Nadia Lim is as friendly and personable on the phone as she is on television.
The former MasterChef winner spoke to the Oamaru Mail last Monday from Auckland, where she was working on My Food Bag – an initiative she set up to deliver daily dinner ingredients and recipes to New Zealand households.
On November 15, Lim will present her latest cookbook, Let’s Eat!, to an Oamaru audience at the Loan and Merc. From 7pm to 8.30pm, she will give a cooking demonstration, share tips and tricks, offer tastings, and take part in a question-and-answer session.
“It’s a nice, relaxed night out. Wear your jeans and a T-shirt and come along.”
Her book will be for sale.
Let’s Eat! represents a “bit of a change”, reflecting how Lim’s life has changed since she and husband Carlos had their son, Bodhi.

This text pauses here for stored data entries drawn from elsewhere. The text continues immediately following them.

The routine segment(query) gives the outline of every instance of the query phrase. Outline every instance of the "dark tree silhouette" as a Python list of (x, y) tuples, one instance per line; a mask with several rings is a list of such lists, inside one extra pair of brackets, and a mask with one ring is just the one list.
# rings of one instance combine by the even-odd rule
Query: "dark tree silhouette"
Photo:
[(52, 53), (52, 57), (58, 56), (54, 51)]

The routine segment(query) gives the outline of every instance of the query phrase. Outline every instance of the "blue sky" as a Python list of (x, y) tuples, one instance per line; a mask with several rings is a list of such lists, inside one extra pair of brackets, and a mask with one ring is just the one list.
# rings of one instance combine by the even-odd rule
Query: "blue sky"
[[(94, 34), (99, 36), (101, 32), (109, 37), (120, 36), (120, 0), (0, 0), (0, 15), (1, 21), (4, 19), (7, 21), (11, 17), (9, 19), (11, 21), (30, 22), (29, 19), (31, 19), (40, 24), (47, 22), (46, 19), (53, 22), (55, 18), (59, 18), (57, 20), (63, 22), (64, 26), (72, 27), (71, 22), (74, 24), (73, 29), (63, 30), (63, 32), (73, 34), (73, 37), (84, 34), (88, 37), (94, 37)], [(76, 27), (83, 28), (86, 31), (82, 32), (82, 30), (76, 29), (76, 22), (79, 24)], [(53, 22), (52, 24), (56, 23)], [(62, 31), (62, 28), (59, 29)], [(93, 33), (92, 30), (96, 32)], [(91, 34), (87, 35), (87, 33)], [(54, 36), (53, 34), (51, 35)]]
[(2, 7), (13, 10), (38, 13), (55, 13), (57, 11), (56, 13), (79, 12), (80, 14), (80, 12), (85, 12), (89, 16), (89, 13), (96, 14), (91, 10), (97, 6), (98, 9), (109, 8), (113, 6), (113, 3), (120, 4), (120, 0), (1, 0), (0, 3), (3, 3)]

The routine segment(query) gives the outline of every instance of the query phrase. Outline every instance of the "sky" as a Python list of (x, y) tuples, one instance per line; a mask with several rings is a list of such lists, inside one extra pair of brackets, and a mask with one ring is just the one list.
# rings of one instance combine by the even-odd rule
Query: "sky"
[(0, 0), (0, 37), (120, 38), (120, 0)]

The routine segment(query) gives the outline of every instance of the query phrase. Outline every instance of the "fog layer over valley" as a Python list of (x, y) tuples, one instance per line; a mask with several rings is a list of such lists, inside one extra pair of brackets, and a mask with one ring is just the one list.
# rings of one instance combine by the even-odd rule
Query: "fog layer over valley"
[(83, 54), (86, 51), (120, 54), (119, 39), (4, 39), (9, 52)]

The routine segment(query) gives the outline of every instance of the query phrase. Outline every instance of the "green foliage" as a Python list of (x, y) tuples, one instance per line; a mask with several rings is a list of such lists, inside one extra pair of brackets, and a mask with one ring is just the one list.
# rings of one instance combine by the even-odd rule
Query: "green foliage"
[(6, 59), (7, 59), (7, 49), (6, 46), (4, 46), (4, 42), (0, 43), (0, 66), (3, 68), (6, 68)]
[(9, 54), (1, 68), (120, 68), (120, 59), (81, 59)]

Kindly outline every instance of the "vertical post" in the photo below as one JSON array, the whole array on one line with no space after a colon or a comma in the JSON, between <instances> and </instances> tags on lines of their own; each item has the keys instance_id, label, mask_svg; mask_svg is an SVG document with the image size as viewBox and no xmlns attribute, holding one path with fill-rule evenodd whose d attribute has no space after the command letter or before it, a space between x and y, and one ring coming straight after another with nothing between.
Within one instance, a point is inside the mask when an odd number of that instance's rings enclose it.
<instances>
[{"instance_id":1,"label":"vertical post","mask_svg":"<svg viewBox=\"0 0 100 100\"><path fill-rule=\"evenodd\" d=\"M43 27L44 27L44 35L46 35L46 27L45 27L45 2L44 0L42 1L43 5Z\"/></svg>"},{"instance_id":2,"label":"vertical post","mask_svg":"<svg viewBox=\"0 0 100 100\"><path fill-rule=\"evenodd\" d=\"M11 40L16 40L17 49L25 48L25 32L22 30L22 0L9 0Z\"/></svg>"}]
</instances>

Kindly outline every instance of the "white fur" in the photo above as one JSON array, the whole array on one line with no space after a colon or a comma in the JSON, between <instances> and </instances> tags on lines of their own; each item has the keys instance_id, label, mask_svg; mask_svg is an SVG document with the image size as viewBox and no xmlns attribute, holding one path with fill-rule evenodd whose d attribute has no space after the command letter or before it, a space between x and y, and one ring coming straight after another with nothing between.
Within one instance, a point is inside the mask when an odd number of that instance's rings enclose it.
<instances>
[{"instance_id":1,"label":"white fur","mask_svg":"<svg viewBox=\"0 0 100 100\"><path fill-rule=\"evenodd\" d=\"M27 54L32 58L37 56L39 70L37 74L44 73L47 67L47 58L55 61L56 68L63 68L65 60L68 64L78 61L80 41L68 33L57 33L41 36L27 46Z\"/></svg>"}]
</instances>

Both will accompany her on the Oamaru and Central Otago leg of the book tour.
“It’s quite nice to include them.”
The new book contains more than 100 recipes Lim likes to cook for family and friends.
“They’re very family-friendly recipes,” she said.
“You’re guaranteed plenty of happy cooking and eating with the likes of pumpkin pie pancakes, my Malaysian chicken rendang and satay, comforting meatball and chicken bakes, jelly-tipped ice creams, bountiful bars, Black Forest Eton mess and a whole section of delicious colourful salads and healthy baking.
“There’s no fancy, hard-to-find ingredients or tricky techniques, just recipes that will make you feel proud as punch when you bring it to the table.”
All recipes have nutrition analyses and lots of gluten- and dairy-free options.
Lim said her household eats “pretty well”, receiving My Food Bag every week.
“You need good energy to get you through the day.
“It’s really true that you are what you eat. It’s what you eat most of the time. For 90% of the time, eat well.
“For the other 10%, feel free to do whatever the hell you want.”
Hence the inclusion in the book of sweet treats. Lim said it would be too restrictive and boring to be disciplined about eating all the time.
Her own tastes have been influenced by her ethnic mix – her father is Malaysian Chinese and her mother is from Whanganui. Her family lived in Kuala Lumpur for six years, from when she was aged 6.
“It opened up my culinary eyes.”
Whereas Kiwi food was somewhat bland back then, that was certainly no longer the case.
“Now, New Zealand food is amazing. It’s right up there on the world stage.”
Having spent some time in two of the world’s most renowned food cities, New York and Melbourne, Lim said they did not outshine New Zealand.